M.B. C’est fou ! Pour terminer, je voulais vous dire que vous avez été très inspirant pour toute une génération, en termes d’intégration réussie, et vous continuez à l’être encore aujourd’hui.

S.A. Merci. Là, je vais demander la nationalité belge sans perdre l’italienne. Jusqu’il y a peu, l’Italie n’acceptait pas la double nationalité et moi, je ne voulais pas renoncer à ma nationalité italienne par fidélité à mon pays d’origine. Maintenant, c’est possible et c’est juste une question de démarches. Par gratitude pour la Belgique, c’est important pour moi.

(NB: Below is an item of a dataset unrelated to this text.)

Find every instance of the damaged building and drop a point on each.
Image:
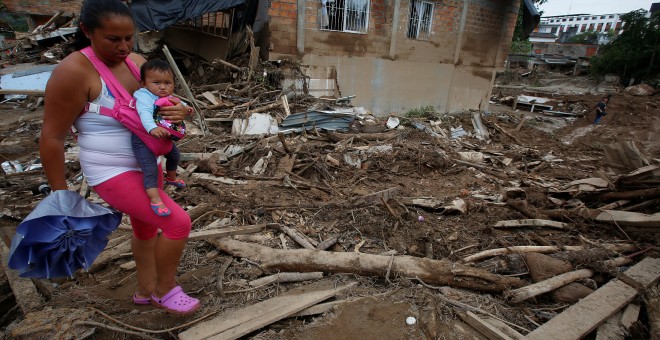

M.B. Moi, je suis Franco-Iranien et bientôt Belge aussi. C’est une procédure administrative qui sera bientôt remplie. La Belgique, depuis 15 ans, est une terre d’accueil pour moi et elle fait partie de ma vie.

S.A. La plupart des gens me croient Belge et ça me fait plaisir…

M.B. Felice Mazzu est aussi un autre exemple de la nouvelle génération d’Italiens bien intégrés en Belgique, des gens qui réussissent et ça, c’est beau.